La nouvelle est tombée, confirmée par la conférence de presse de ce mardi 28 juillet à 11h : Zinédine Zidane est officiellement le nouveau sélectionneur de l'Équipe de France, prenant la succession de Didier Deschamps. L'ancien numéro 10 et légende vivante des Bleus est attendu depuis des mois à la tête de la sélection nationale, mais comme l'a souligné Weis sur RMC, « Quand un dieu descend sur terre, il y a toujours un vrai risque ». Cette phrase résume parfaitement l'enjeu colossal de cette nomination.

L'arrivée de Zidane à la tête des Bleus est un véritable tremblement de terre sur le marché des paris sportifs.

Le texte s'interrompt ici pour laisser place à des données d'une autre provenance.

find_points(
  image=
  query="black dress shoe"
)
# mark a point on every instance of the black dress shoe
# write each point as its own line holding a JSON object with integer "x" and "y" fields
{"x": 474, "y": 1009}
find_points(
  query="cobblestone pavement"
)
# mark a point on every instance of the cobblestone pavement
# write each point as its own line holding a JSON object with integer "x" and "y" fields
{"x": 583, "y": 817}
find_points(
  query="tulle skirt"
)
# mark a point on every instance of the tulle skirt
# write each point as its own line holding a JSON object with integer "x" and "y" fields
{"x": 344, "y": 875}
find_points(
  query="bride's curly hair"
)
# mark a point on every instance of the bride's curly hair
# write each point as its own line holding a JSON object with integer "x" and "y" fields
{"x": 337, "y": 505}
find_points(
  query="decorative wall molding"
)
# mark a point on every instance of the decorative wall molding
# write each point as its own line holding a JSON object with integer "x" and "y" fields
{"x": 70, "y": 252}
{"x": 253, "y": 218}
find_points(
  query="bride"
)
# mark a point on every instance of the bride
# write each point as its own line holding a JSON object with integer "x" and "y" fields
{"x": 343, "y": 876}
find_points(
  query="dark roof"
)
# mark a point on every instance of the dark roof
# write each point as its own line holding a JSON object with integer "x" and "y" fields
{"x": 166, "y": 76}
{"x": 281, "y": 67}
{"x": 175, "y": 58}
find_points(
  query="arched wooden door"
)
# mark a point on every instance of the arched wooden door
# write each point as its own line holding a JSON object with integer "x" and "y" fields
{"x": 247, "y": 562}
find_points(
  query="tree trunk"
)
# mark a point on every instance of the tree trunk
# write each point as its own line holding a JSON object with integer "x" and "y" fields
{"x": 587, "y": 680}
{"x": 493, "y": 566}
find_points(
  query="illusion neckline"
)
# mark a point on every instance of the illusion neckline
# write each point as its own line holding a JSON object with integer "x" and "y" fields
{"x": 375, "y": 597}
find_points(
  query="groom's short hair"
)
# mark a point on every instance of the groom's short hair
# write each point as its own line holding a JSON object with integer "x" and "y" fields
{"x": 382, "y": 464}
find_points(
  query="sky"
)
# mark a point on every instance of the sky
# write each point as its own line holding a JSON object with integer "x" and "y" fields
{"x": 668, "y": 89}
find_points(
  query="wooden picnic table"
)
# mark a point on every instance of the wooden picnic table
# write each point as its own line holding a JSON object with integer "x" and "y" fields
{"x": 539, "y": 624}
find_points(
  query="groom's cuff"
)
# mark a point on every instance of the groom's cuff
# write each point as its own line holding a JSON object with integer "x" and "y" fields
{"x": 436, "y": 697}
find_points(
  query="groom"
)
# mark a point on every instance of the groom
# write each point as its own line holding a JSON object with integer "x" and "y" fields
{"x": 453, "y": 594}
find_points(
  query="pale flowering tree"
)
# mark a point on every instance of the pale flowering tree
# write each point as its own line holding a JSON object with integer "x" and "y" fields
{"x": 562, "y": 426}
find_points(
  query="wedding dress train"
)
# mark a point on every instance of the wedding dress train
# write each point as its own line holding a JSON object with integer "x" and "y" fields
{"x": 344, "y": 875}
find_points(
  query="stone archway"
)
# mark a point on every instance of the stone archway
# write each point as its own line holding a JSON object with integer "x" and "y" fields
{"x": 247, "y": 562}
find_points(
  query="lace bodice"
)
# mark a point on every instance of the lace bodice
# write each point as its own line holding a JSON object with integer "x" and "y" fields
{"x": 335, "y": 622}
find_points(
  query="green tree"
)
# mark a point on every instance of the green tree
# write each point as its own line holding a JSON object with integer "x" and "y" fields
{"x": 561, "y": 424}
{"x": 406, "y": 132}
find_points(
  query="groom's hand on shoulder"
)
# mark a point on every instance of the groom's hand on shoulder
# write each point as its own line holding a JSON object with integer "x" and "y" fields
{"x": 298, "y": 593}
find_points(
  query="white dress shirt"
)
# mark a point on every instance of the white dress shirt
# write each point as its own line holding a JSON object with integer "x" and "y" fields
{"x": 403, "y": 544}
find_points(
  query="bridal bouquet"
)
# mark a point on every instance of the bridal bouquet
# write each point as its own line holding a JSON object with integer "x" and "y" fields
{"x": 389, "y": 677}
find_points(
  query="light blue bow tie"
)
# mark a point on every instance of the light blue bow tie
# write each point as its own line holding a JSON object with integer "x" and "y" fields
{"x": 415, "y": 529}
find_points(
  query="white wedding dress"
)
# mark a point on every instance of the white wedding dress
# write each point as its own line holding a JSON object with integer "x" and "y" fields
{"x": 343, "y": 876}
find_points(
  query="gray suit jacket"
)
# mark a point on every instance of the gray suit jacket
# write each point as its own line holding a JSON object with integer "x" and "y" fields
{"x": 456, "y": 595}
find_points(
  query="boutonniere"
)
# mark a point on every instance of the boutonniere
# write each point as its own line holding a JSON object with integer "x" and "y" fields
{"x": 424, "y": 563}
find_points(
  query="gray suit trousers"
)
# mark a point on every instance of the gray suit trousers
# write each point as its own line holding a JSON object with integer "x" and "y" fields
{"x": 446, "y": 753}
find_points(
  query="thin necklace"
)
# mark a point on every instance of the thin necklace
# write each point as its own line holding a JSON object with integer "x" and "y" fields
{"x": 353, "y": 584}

Son aura de joueur et son palmarès inégalé en tant qu'entraîneur avec le Real Madrid (trois Ligues des Champions consécutives) confèrent une crédibilité immédiate. On peut anticiper un « effet Zizou » classique : un boost psychologique conséquent pour le vestiaire, une adhésion rapide à une nouvelle philosophie de jeu et une période de grâce initiale, souvent appelée 'honeymoon period'. Les cotes pour les premières rencontres de l'Équipe de France sont donc susceptibles de se resserrer, reflétant un optimisme accru des bookmakers et du grand public.

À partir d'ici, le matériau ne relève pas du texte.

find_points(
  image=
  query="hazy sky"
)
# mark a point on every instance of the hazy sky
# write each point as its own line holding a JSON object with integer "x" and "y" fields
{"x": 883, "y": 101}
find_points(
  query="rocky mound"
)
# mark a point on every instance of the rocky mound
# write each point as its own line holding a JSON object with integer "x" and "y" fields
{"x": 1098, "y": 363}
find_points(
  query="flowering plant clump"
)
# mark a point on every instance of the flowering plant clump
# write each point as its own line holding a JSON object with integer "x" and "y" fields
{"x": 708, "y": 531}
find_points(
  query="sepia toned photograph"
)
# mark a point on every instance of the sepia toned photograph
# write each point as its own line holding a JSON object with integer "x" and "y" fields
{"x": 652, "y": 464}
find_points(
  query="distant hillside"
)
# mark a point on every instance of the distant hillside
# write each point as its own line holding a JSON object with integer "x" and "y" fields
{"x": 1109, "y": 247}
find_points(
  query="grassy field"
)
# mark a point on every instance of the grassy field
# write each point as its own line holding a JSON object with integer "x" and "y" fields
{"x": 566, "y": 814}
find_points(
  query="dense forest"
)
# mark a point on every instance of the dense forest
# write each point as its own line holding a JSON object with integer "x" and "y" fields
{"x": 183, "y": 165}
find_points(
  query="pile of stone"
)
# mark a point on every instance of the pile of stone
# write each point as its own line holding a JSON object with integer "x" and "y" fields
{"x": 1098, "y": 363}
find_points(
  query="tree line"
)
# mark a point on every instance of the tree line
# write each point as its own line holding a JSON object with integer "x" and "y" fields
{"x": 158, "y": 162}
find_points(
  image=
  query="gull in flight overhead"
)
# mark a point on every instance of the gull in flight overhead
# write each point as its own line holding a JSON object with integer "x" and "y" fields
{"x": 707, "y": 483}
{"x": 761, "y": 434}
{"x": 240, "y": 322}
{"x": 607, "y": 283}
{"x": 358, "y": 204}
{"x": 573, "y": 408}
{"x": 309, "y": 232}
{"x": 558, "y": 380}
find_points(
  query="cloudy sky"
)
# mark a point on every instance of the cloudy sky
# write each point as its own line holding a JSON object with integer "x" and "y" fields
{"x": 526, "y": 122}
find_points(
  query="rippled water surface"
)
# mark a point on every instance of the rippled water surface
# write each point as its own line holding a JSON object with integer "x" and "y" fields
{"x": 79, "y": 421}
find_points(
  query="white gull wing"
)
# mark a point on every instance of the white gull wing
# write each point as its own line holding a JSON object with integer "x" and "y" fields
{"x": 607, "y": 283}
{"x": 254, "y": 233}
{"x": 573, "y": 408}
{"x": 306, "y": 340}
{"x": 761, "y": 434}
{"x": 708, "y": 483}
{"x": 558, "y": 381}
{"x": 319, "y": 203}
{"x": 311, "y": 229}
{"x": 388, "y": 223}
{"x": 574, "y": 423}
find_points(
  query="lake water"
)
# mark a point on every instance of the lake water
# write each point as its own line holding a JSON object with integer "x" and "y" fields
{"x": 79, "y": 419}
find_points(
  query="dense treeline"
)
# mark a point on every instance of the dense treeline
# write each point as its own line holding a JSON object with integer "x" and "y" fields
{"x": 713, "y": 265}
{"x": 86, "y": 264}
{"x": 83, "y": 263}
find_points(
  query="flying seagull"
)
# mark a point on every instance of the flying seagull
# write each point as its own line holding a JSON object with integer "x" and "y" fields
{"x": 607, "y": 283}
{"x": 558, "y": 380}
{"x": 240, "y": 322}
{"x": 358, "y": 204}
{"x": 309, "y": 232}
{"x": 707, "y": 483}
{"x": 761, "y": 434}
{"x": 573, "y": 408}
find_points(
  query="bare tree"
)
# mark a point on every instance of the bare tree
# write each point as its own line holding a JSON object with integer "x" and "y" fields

Cependant, l'avertissement de Weis n'est pas à prendre à la légère. La pression sera immense. Chaque décision tactique, chaque choix de joueur et chaque faux pas seront scrutés à la loupe. La comparaison avec le règne de Deschamps, couronné de succès, sera inévitable. Zidane devra prouver sa capacité à gérer un effectif international sans la routine quotidienne d'un club, et à implémenter rapidement ses choix tactiques pour maximiser le potentiel de cette équipe. Le risque de voir son image de légende entachée en cas de contre-performance majeure est réel, mais l'excitation autour de son arrivée pourrait, dans un premier temps, masquer les potentielles faiblesses structurelles ou les défis inhérents à un tel poste.